I will ignore the discussion of how this tighter envelope has basically necessitated a mechanical air system and focus instead on insulation and air-sealing.
There is a lot of complexity to this topic, but in the simplest terms, the insulated envelope is trying to keep the temperature different on either side of the enclosure. If it is very hot outside, it wants to keep that out so the inside stays very cool. If it is extremely cold outside, it wants to keep that warmth in, instead of letting it escape. This thermal transfer is further complicated by the fact that warm air contains moisture vapor. We need to control moisture transmission as well, otherwise we can get water inside our walls which is detrimental.

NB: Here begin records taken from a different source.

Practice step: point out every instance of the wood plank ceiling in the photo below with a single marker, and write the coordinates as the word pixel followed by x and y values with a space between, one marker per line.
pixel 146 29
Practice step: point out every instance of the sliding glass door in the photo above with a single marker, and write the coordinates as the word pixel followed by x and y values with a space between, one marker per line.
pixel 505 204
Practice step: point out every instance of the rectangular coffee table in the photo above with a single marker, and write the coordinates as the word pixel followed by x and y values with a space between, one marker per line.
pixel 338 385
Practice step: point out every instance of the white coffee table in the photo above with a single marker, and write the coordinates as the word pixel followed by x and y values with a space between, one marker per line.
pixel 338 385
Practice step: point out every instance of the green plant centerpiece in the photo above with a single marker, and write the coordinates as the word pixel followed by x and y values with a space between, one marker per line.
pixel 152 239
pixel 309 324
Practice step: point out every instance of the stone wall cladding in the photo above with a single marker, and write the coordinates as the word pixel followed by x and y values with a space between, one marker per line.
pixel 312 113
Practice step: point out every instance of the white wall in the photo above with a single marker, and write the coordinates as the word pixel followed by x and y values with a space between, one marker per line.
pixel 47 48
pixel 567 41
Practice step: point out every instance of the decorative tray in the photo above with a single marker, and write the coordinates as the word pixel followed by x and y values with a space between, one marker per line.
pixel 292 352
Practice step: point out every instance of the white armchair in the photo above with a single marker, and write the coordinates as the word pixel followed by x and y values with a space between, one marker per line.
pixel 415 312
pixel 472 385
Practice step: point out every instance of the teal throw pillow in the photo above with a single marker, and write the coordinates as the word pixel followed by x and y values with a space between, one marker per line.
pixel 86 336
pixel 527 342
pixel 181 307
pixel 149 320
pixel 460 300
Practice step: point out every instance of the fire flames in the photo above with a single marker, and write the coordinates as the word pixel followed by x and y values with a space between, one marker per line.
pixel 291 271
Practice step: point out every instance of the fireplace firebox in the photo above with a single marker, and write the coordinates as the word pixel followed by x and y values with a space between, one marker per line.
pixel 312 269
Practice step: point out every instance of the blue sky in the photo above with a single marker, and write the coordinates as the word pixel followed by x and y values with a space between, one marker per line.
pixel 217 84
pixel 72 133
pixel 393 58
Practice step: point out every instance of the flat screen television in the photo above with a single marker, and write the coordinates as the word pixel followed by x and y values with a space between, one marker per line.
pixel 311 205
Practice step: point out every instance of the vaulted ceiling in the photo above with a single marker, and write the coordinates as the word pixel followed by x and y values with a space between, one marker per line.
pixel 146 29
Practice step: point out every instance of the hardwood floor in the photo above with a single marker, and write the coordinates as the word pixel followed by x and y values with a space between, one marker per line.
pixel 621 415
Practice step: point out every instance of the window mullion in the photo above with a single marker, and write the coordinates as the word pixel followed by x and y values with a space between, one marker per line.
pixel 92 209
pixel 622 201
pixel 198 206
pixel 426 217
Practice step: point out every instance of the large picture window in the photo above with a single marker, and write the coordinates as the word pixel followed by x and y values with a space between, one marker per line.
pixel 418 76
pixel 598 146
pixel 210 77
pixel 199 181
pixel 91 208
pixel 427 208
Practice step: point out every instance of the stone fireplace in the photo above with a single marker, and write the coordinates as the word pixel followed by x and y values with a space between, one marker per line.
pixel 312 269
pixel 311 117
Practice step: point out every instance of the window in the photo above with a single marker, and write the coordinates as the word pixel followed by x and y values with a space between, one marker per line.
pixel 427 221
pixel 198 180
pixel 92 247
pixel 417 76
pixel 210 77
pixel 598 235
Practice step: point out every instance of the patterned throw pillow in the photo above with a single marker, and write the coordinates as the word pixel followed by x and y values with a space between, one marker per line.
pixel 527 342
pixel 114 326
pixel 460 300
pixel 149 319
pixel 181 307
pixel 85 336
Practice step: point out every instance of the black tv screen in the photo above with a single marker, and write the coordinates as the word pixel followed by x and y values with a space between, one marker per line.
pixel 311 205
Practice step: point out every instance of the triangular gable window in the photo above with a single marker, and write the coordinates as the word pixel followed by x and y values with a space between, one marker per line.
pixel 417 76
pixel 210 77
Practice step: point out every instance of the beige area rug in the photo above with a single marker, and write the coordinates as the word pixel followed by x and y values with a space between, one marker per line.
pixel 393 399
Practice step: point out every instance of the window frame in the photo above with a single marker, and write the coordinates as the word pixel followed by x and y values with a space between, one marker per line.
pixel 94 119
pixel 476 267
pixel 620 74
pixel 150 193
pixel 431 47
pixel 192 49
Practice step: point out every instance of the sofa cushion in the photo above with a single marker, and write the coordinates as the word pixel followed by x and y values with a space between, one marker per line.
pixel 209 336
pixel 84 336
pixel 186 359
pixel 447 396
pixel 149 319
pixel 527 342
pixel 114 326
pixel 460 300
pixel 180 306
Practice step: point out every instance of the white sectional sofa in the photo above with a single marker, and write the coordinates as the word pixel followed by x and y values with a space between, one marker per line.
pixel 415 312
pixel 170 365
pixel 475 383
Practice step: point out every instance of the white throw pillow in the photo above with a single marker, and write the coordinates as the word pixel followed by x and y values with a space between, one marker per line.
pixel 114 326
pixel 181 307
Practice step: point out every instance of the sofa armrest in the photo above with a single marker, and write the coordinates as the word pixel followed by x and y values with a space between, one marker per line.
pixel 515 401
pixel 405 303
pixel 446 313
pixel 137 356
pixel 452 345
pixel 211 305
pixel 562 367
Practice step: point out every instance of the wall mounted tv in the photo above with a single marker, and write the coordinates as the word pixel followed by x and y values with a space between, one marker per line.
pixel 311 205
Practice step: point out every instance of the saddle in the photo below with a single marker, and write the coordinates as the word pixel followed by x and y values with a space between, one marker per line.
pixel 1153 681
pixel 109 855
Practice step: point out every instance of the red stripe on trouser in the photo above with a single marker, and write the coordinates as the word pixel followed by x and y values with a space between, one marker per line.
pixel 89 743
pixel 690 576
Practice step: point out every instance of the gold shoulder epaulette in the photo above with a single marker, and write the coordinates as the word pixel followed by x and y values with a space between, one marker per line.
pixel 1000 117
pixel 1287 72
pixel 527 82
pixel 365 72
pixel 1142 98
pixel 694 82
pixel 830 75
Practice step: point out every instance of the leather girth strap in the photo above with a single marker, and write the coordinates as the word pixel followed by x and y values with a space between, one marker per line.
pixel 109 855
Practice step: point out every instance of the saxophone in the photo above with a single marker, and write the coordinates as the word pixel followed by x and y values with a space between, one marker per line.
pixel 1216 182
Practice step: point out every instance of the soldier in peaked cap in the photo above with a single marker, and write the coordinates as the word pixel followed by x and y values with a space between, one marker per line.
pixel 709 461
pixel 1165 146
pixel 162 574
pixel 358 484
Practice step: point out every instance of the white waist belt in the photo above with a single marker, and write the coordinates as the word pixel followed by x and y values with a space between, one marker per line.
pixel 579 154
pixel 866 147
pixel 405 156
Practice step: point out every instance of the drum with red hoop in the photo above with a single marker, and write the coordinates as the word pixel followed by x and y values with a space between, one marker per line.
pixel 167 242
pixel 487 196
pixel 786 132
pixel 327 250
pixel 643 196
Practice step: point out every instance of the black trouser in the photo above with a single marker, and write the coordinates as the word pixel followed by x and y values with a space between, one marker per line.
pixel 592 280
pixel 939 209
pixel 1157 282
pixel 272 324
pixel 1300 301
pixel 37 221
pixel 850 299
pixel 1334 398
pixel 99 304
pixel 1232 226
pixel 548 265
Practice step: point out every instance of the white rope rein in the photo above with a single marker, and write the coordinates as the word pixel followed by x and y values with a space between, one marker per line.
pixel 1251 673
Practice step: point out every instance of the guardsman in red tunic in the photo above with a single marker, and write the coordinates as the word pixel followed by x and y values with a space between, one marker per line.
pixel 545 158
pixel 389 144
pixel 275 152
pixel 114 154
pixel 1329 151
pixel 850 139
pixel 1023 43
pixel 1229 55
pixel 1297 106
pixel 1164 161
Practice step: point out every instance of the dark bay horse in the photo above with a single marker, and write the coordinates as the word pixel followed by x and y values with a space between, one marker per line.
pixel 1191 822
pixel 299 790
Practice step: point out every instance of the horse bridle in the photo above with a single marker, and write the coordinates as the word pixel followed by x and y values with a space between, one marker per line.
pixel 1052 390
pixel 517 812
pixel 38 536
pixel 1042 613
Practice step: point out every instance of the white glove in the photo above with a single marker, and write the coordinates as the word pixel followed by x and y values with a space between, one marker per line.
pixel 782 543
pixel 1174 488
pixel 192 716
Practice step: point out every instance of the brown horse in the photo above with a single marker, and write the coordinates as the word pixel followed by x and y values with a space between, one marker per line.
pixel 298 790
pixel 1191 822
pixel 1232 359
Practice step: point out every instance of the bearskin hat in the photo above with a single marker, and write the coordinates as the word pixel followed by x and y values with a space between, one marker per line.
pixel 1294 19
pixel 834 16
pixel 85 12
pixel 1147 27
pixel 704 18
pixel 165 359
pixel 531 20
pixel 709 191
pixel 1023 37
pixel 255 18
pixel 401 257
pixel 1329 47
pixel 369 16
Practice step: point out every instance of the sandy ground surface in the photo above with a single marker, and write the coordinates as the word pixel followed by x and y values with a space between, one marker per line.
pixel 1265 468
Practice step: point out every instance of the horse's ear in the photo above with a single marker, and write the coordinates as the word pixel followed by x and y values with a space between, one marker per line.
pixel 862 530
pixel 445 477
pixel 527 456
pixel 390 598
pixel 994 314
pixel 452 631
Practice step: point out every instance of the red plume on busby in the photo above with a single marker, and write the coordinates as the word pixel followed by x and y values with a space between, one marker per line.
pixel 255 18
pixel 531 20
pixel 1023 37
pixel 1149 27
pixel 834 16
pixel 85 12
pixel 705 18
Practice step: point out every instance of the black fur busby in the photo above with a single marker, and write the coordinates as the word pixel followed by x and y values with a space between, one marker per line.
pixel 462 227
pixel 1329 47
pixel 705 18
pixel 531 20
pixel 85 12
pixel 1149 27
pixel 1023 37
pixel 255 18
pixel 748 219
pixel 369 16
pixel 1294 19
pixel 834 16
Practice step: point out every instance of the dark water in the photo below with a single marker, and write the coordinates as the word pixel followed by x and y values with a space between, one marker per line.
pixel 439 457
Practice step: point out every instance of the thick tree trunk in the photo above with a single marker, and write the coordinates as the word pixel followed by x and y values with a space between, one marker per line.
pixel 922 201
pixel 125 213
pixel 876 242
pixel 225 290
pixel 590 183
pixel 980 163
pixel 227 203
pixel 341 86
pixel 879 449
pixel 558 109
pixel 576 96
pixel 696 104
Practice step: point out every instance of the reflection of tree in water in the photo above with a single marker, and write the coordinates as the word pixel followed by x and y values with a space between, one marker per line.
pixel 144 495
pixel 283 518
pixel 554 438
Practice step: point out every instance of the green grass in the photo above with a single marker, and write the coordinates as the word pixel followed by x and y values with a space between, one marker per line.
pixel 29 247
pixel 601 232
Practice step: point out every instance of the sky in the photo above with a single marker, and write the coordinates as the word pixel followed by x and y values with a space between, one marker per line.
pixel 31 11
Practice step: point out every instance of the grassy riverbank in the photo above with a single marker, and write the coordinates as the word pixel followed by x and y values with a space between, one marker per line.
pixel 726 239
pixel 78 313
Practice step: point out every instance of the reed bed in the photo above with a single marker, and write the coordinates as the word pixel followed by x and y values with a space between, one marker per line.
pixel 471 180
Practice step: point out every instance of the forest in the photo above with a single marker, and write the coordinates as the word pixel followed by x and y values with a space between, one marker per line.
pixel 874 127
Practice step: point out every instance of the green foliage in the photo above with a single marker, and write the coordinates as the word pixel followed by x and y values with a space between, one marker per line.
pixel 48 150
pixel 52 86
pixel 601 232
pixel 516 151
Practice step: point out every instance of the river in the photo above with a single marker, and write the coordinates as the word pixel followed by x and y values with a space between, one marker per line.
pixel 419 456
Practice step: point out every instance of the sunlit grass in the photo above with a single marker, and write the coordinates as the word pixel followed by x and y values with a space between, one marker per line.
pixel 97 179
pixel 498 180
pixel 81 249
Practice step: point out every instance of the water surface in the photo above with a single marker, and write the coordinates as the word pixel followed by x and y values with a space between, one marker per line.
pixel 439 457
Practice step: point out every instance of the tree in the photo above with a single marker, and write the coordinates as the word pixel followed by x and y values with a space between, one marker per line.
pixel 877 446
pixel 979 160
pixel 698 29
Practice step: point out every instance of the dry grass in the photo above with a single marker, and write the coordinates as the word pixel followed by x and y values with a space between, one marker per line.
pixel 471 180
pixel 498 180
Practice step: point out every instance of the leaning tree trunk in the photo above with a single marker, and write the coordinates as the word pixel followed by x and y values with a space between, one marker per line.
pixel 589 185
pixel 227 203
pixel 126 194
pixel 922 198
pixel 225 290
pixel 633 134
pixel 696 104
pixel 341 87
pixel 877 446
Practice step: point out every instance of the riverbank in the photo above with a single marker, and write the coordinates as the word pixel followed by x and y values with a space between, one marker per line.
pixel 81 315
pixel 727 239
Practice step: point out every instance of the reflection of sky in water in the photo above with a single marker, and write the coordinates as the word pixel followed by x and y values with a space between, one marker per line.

For decades, the exterior wall has been constructed with stick/stud framing and then stuffed with insulation between the studs in the cavity. This utilized the thickness of the stud as a space to slow down that thermal transfer. But starting last year, in the State of Minnesota, the new energy code goes a step further and now requires a "Continuous Insulation" on the exterior of the cavity.
This science behind it is legit. This adds more insulation, without any gaps or "bridges" created by the framing itself. It also moves the dreaded dew point (the point where water vapor turns into liquid water) further outside the enclosure to prevent water inside the wall. But it has sent some architects scrambling for new details. In particular, regular old wood siding cannot be nailed to foam. So there needs to be additional parts added to the enclosure.
For Pure Rock Studios, we utilized a new system to combine the continuous insulation with a nailable substrate suitable for traditional siding. It is called ZIP System R Sheathing.